Vorgaben lassen kaum Spielraum
„Auch für die Kinder ist es außerordentlich wichtig, dass sie wieder die Kita besuchen können, da sie sehr lange auf vieles verzichten mussten, was die frühkindlichen Lern- und Entwicklungsprozesse positiv beeinflusst. Doch die von der Landesregierung auferlegten Richtlinien und Vorgaben, die wir in den Einrichtungen umsetzen müssen, lassen leider kaum Spielraum für eine pädagogische Arbeit, die unseren Ansprüchen an frühkindliche Bildung gerecht wird.“

In dem Schreiben an Familienmister Stamp schildern die Erzieher, dass sich die Betreuung in festen, räumlich getrennten Gruppenstrukturen, wie sie von der Politik gefordert wird, nicht umsetzen ließe, ohne dass bei den Kindern Irritationen, Verunsicherungen oder sogar Frust entstünden. Sie berichten von Fällen, in denen es in den sogenannten Randzeiten zu Konstellationen komme, in denen in einer Gruppe nur ein Kind anwesend sei und in der anderen fünf.
Auswirkungen für kindliche Entwicklung nicht absehbar
Das einzelne Kind muss dann dabei zuschauen, wie die anderen Kinder miteinander spielen. Welchen Einfluss dies auf die Entwicklung der Kinder hat, sei aktuell noch nicht abzusehen.

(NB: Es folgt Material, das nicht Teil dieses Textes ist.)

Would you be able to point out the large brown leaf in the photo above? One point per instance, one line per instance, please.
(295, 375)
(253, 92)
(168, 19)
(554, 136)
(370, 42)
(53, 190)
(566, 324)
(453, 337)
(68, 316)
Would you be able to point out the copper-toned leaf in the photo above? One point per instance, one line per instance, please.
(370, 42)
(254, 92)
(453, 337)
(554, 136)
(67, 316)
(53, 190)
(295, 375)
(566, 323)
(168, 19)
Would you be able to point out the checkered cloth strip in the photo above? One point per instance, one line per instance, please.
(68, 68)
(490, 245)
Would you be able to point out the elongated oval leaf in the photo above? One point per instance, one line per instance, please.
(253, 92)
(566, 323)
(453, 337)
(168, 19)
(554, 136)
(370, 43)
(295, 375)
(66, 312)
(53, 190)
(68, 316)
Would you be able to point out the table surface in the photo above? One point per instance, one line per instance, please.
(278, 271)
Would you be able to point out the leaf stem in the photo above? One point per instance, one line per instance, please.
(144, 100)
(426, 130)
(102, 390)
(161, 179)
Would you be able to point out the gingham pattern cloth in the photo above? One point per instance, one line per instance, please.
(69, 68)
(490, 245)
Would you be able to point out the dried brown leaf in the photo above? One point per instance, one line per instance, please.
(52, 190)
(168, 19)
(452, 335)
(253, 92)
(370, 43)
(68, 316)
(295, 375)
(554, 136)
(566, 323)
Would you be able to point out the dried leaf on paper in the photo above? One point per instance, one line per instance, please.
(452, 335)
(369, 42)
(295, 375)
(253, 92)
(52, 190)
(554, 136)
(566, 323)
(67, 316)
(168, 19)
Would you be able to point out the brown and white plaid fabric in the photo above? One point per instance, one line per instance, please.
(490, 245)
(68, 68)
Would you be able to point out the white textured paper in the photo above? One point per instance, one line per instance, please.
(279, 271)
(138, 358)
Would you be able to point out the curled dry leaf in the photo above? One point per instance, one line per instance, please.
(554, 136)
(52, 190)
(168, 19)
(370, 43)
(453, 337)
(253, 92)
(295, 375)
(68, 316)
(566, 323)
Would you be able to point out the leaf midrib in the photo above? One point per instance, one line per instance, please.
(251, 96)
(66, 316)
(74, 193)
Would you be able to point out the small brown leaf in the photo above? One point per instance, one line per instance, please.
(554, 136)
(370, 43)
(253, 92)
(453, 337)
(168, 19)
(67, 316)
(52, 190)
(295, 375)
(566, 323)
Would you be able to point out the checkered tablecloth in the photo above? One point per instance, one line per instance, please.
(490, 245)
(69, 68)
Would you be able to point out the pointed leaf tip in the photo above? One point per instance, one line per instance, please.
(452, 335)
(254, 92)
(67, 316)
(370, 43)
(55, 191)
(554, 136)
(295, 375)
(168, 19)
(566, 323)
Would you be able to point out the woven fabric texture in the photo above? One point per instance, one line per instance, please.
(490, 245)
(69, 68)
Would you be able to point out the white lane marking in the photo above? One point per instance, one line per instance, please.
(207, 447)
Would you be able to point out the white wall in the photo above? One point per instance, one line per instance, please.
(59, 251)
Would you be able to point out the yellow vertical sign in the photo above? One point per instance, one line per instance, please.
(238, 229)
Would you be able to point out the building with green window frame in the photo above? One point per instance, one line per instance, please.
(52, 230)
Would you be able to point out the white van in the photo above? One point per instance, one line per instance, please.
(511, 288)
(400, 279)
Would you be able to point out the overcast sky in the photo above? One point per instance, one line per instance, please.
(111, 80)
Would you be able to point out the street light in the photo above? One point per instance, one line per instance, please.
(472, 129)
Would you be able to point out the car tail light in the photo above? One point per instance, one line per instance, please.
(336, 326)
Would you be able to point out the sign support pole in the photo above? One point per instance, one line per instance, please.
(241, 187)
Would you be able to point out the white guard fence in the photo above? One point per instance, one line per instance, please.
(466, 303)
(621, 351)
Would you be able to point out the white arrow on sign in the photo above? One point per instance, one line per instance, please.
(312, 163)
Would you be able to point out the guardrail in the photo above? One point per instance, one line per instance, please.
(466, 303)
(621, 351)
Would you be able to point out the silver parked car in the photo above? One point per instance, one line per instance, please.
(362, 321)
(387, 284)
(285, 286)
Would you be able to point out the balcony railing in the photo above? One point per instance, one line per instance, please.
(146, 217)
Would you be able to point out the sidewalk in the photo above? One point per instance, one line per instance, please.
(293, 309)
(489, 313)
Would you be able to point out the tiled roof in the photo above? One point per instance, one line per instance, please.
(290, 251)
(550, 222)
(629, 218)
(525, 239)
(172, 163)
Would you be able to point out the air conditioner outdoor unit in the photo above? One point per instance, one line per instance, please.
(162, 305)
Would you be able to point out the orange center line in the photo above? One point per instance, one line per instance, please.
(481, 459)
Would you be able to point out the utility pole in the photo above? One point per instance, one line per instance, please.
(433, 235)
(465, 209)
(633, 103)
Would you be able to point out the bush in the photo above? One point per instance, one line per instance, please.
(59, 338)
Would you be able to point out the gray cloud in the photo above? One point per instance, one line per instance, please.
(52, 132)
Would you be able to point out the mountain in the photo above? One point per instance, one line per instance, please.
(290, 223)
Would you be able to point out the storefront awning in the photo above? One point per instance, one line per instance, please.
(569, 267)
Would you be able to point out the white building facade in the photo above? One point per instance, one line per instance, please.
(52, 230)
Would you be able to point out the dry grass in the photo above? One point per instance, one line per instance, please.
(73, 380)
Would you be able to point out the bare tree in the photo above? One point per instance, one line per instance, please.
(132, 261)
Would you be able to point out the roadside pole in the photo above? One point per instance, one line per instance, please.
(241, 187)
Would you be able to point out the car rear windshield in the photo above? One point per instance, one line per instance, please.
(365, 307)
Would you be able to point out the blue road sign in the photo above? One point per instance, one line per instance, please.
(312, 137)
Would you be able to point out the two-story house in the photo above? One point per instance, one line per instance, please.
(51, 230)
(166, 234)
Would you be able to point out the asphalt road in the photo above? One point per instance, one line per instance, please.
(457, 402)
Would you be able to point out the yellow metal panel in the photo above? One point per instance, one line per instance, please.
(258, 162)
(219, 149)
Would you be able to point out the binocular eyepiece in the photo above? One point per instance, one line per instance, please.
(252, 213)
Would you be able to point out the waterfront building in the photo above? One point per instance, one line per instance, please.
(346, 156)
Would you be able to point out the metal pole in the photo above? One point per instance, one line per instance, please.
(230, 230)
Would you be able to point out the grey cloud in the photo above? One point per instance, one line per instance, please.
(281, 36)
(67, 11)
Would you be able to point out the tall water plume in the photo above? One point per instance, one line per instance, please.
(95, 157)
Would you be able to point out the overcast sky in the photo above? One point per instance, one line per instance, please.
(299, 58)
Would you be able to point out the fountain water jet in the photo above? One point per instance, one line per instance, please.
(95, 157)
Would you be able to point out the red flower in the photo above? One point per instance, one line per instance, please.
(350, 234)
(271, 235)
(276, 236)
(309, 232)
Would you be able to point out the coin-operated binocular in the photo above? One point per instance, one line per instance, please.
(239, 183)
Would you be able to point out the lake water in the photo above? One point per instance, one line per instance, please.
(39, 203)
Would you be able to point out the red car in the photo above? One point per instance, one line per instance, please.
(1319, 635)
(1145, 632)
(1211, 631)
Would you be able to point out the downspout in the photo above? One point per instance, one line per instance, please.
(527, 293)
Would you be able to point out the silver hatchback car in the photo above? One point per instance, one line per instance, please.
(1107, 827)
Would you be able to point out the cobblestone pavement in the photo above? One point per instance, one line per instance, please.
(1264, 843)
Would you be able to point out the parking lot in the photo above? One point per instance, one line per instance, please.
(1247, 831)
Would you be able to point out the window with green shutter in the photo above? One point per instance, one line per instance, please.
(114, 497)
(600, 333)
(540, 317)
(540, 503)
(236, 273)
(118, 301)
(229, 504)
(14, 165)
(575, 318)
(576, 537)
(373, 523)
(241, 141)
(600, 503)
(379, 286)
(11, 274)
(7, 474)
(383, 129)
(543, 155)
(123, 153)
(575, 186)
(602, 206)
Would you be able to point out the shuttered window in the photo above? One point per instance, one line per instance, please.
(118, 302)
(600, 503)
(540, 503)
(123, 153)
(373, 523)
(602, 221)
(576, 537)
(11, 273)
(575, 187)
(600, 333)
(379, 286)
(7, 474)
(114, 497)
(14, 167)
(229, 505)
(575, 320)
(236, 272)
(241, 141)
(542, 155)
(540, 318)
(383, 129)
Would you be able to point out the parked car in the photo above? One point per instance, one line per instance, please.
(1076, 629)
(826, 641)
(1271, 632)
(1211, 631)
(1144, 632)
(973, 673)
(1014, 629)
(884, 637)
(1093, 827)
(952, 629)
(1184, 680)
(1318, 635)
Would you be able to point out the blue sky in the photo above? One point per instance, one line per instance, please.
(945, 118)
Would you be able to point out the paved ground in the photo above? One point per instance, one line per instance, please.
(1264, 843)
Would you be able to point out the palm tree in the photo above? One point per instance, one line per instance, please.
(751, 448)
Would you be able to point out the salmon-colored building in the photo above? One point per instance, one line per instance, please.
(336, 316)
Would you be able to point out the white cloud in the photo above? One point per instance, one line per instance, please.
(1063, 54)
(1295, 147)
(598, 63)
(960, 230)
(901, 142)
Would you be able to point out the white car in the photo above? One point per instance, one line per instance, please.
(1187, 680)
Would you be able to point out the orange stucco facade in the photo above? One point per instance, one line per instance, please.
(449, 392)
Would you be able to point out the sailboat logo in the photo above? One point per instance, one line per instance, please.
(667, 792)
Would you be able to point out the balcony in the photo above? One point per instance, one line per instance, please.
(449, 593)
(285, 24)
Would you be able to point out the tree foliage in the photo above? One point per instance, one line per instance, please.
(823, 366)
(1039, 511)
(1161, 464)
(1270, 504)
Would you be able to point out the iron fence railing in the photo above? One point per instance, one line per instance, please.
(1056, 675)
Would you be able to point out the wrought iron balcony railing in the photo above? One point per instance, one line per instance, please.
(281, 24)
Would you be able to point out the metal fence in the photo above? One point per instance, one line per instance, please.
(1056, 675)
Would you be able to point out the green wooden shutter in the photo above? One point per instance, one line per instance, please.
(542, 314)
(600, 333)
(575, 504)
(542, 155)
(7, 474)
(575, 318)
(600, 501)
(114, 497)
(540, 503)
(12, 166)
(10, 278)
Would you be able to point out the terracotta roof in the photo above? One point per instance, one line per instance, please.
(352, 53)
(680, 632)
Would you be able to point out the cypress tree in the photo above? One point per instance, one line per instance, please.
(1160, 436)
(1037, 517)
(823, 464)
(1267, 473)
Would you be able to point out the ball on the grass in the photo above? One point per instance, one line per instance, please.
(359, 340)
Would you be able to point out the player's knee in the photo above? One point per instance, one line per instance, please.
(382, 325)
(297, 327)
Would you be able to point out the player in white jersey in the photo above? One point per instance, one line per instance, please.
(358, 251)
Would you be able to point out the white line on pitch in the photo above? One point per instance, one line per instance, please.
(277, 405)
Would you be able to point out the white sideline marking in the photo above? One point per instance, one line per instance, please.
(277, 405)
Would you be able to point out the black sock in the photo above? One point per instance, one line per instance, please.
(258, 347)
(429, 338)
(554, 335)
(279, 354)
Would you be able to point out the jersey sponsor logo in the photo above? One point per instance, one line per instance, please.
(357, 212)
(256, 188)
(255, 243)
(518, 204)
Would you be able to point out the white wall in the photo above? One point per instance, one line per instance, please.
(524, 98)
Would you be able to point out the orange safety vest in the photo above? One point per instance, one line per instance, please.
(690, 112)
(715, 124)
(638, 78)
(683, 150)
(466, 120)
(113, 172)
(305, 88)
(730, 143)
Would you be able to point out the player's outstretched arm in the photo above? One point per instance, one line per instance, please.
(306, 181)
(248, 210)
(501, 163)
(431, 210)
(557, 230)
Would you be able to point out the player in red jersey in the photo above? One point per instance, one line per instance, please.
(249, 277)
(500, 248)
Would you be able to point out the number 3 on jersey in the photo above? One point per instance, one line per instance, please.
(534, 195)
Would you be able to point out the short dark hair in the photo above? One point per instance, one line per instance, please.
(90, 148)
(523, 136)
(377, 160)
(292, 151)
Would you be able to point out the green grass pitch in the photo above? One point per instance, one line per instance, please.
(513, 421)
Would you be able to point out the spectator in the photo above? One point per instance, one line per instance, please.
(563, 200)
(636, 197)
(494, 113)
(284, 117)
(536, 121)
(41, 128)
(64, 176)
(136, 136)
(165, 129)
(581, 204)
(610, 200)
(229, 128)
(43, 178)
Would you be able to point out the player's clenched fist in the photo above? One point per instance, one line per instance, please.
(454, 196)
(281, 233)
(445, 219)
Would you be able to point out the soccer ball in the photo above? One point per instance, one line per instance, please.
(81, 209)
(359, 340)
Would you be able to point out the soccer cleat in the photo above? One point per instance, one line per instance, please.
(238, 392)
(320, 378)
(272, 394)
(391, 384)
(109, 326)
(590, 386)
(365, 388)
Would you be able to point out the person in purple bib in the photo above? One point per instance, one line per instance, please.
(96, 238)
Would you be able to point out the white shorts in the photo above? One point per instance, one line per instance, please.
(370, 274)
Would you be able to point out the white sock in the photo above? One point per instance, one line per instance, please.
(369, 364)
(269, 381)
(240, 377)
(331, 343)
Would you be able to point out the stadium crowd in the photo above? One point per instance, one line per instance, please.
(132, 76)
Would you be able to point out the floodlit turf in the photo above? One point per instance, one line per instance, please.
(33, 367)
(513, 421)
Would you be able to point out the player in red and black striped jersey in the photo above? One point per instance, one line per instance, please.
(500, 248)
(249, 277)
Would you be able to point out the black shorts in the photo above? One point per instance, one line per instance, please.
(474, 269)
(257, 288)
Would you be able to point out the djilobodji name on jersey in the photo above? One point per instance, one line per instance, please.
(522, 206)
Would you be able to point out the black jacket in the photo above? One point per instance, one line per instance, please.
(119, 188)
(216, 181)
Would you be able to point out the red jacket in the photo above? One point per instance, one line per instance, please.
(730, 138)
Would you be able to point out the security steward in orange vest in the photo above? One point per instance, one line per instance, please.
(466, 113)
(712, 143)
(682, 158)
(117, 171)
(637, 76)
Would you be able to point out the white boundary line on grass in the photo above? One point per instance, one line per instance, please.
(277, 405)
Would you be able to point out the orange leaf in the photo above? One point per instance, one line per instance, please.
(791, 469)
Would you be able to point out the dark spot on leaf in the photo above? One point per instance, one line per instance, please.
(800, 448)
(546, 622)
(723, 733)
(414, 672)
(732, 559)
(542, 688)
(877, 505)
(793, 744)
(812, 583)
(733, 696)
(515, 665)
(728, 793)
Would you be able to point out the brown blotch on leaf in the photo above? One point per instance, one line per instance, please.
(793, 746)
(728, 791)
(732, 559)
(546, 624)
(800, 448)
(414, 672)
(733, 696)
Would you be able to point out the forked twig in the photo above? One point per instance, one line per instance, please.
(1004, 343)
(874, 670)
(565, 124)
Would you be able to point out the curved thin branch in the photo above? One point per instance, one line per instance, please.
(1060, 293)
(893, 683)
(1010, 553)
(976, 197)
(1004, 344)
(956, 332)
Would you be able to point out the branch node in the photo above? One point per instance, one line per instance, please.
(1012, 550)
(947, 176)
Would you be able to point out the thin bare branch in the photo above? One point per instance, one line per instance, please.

Die absichtlich herbeigeführte Exklusion wird jedoch nicht selten ad absurdum geführt, wenn nach Kita-Schließung die Eltern vor der Tür zusammenstehen und die vormals getrennten Kinder dort miteinander spielen. Oftmals seien es sogar Geschwisterkinder, die in der Einrichtung getrennt spielen müssen und zuhause im Kinderzimmer wieder aufeinandertreffen.

„Diese Einblicke in den aktuellen Kita-Alltag zeigen, dass viele der uns vorgegebenen Einschränkungen in der Praxis nur schwer umsetzbar und oft nicht durchdacht sind. Die Politik hat hier mit ihren Vorgaben komplett an der Realität der Kinder vorbei geplant. Konkret fordern wir, dass die Entscheidungen der zu treffenden Maßnahmen an die hiesigen Jugendämter übergeben wird, da diese die Lage vor Ort besser einschätzen können“, so Jens Hunecke, stellvertretender AWO-Geschäftsführer.

Darüber hinaus appelliert das pädagogische Fachpersonal der AWO-Kitas und Großtagespflegen an Minister Stamp, bei der Ausgestaltung von Verordnungen, die das pädagogische Betreuungsangebot betreffen, immer in erster Linie an das Wohl der Kinder zu denken und bei allen Entscheidungen die frühkindliche Bildung und Entwicklung in den Vordergrund zu stellen.